The honest view is that some agent work is already solid, some is still overhyped, and some is roughly a decade away. As Andrej Karpathy, OpenAI's cofounder, puts it, this is the decade of AI agents, not the year, so the broader vision of agents handling genuine chaos is still about a decade of development away. For now, treat agents as useful for narrow, structured work and stay realistic about the messier tasks they cannot yet handle reliably. Take a customer support desk: an agent can send templated replies to common tickets today, but the messy, no-context tickets still need a person.
Will AI agents replace jobs?
Not wholesale replacement. Agents handle routine, predictable tasks well, while people stay in charge of judgment and risk. When a task is messy, full of edge cases, or needs someone to ask clarifying questions, a person still has to read it and check what the agent tried before anything real happens. Think of a support desk: the agent sends the templated replies to common tickets, but when a ticket arrives with no real context, a person reads it, asks the clarifying questions, and checks what the agent tried before anything is touched.
What is the impact of AI agents on work right now?
Today agents work best where tasks are narrow, structured, and have clear feedback loops. They struggle with real-world messiness. The parts that trip them up are:
- Endless edge cases: the unusual situations the happy path never accounts for.
- Wildly varied interfaces: having to navigate many different systems and websites reliably.
- Learning your preferences over time: adapting from your actual choices rather than a profile.
That is why travel booking still needs close supervision, and why fully autonomous IT support is still aspirational rather than something you can rely on. A coding assistant working inside an IDE, by contrast, sits in one structured system and already gives real utility, with people staying in the loop on anything risky or ambiguous.
What should my team do about AI agents now?
Take a task you want to improve and run it through three questions:
- Structured or messy: is the task tidy and repeatable, or full of exceptions?
- Clear right and wrong answers: can you tell good output from bad at a glance?

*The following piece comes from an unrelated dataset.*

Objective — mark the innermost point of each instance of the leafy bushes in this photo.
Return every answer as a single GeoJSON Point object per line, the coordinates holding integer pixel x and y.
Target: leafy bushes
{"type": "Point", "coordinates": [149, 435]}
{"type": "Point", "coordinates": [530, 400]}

- One system or many: does the agent work in one consistent system, or navigate wildly different interfaces?
The more structured and repeatable the task, the sooner you can trust an agent to handle it alone. Take a task from your support desk: sending the templated replies to common tickets is structured and repeatable, so you can trust an agent sooner, while a no-context ticket is messier, so start with the agent showing you its work and a person staying in the loop.